Nature and Nurture

2 min read

I guess that I have been sensitive to “Father deficit” stories all my life.

This sensitivity has been heightened since writing my book on fatherlessness Good Bad No Dad?

Yesterday’s Desert Island Discs featured Dwanye Fields, the Jamaican explorer, who since 2024 is the UK’s Chief Scout. His mother was unable to cope with looking after him so he was brought up by his great grandmother. His father, who was not involved in his early life, lived very near Dwayne’s great grandmother and would ride past her house each day on his motorbike on the way to work.

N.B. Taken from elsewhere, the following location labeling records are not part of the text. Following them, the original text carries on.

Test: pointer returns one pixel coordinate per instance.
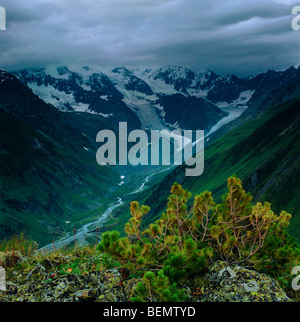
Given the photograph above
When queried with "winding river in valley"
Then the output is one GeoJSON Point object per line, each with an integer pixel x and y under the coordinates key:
{"type": "Point", "coordinates": [86, 229]}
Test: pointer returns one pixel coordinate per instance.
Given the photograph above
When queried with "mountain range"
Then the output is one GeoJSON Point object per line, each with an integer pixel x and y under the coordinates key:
{"type": "Point", "coordinates": [50, 181]}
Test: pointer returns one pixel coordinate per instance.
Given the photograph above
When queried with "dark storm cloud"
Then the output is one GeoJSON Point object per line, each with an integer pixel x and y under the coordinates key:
{"type": "Point", "coordinates": [229, 36]}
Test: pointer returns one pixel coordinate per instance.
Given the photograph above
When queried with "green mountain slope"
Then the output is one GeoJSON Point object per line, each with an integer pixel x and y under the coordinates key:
{"type": "Point", "coordinates": [49, 174]}
{"type": "Point", "coordinates": [263, 152]}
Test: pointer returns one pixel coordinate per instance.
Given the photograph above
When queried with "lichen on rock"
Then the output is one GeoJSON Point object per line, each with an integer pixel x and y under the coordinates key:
{"type": "Point", "coordinates": [226, 283]}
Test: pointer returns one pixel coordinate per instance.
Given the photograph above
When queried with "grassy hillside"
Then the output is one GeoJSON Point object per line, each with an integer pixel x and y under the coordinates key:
{"type": "Point", "coordinates": [49, 174]}
{"type": "Point", "coordinates": [263, 152]}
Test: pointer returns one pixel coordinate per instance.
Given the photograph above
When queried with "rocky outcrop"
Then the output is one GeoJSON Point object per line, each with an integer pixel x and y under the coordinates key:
{"type": "Point", "coordinates": [226, 283]}
{"type": "Point", "coordinates": [40, 286]}
{"type": "Point", "coordinates": [222, 283]}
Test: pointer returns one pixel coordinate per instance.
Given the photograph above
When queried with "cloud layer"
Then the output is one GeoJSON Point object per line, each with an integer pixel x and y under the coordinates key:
{"type": "Point", "coordinates": [228, 36]}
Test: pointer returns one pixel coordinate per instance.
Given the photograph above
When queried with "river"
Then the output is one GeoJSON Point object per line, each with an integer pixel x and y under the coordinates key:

The young Dwayne knew that this man was his dad, so he went outside each day to wave when he went past. Yet for all his enthusiastic waving there was no wave, wink or smile from his father in return. Finally, his great grandmother took Dwanye aside and explained that he meant nothing to his father. Dwayne said that something in him died that day.

Speaking about becoming a father himself to five children, Dwanye reflected on the fact that he did not have a role model for being a good father, but he did have one for being a bad father! He decided to take the bad role model and flip it around so that he would act in the opposite way.

One of the nightmares of all fatherless men is that that they will repeat the cycle of their own dysfunctional experience.

Life is about choices. We see this in the tragic story of Cain and Abel. Before the act of fratricide, Cain is graciously confronted by the Lord,

“Then the Lord said to Cain, ‘Why are you angry? Why is your face downcast? If you do what is right, will you not be accepted? But if you do not do what is right, sin is crouching at your door; it desires to have you, but you must rule over it.” (Genesis 4:5–7)

I was reminded of this verse when watching the recent BBC adaptation of William Golding’s novel Lord of the Flies. The main characters of the story all have a father deficit in one way or another. Piggy is an orphan, who has been brought up by his aunt. Jack, like many public-school boys at the time, seems to have parents who are both emotionally and geographically distant.

Piggy, who appears to be the conscience of the group, is a clear but unwelcome voice of order and morality in the face of chaos. Jack, by contrast, displays a cold, cruel streak that appears to be deaf to the voice of conscience and unable to show compassion.

Preachers need to recognise that people can be shaped by their backgrounds, but also provide the hope that a person does not need to be inevitably imprisoned by that background. The words of the Lord to Cain are amplified in the gospel words of Isaian 55:6–7:

“Seek the Lord while he may be found; call on him while he is near.
Let the wicked forsake their ways and the unrighteous their thoughts.
Let them turn to the Lord, and he will have mercy on them, and to our God, for he will freely pardon.”